Daniel (DJ) Rubinstein is a freelance Illustrator and Cartoonist from Orlando, FL. He graduated from the Ringling School of Art and Design in 2006 with a BA in Illustration. Recently, he did the character portraits for the adventure game The Blackwell Deception. You may recognize some of his work – he designed our Geek Gala logos for 2011 and this year’s “Night of the Living Geeks.” I had a chance to catch up with DJ and ask him 5 questions.
So when did you first realize that art was what you wanted to do with your life?
I wish I could say there was a big epiphany moment, but it’s really something that’s always been there at the back of my mind. Most of my life, I’ve been drawing things. Somewhere, I still have the very first comic I ever drew. I was five years old and it was an eight page story about a rabbit who recruited a kangaroo bodyguard to beat up the wolf that was chasing him. The kangaroo wore boxing gloves, because that’s just the kinda story this was. It was the storytelling power of art that really drew me. Even as I grew up and flirted with other career options, I would always draw jokes and stories in my notebooks and textbooks. Finally, I just decided to go with it and apply to art school. I figured if they accepted me then I just might be good enough to make it a career. Thankfully they did or I’d probably be a starving writer instead of a starving artist today.
I was a huge fan of your strip “Drawing the Line” and am an equal fanatic of “Seaver the Wonder Dog” – what’s the hardest part about having a regular strip?
It’s definitely more difficult than it looks. For one, it’s hard to come up with a decent joke on even a weekly basis. I really feel for the guys who do daily strips! Luckily, I do have a lot of help. Most people are usually happy to suggest good joke set-ups. My girlfriend is particularly good at it so I just badger her for ideas whenever I’ve run dry. For me, the hardest part is just being motivated to do it. It can be tough to get excited about drawing a dog and a cat talking to each other for the 200th time. Now I know why superhero comics were invented – artists wanted to find an excuse to draw new, crazy stuff every month.
You’ve done some work on some cool video games – can you tell us a little about them, and your work on them?

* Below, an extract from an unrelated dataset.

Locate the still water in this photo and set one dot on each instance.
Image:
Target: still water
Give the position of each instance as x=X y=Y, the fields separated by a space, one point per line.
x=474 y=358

It’s just the one, so far – The Blackwell Deception, the fourth game in a series of indie adventure games. The creator, Dave Gilbert, was looking for a portrait designer who could do something different from what was done in previous games. The earlier games had pixel art portraits, like you would see in Gabriel Knight or Broken Sword. Dave really liked my Firefly portrait series and wanted some portraits similar to that. It was fun and a LOT of work. I think there ended up being about 75 portraits created for the game. Some didn’t even make the final build of the game. I guess the world just wasn’t ready for sad-faced Joey Mallone, yet.
Who have been some of the biggest influences on your work?
Visual storytellers are my favorites, so it’s probably not surprising that the bulk of my influences come from comics. Hands down, my favorite artist and biggest influence is Will Eisner. I wish I was half the draftsman that he was and I’m still amazed to find that any challenge that I (or any other comic artist) come across now, he probably solved effortlessly 70 years ago. As for those working today, I’m also a big fan of artists like Darwynn Cooke and Craig Thompson. I’m not sure how much of that admiration I’m able to transfer into my pieces, but the work they put out is hugely inspiring.
You once did a story arc in Drawing the Line about zombies called Escape from Lakeland. With the recent story of the Florida man going zombie and eating the face of his alive victim – do you feel like life is starting to imitate sci fi?
I hope not! To be fair, the zombies of Lakeland were all old, retired and fairly benign. These news stories that keep coming out are just scary! The CDC may say we’re safe, but I think I’m going to be stocking up on canned goods and cricket bats, just in case.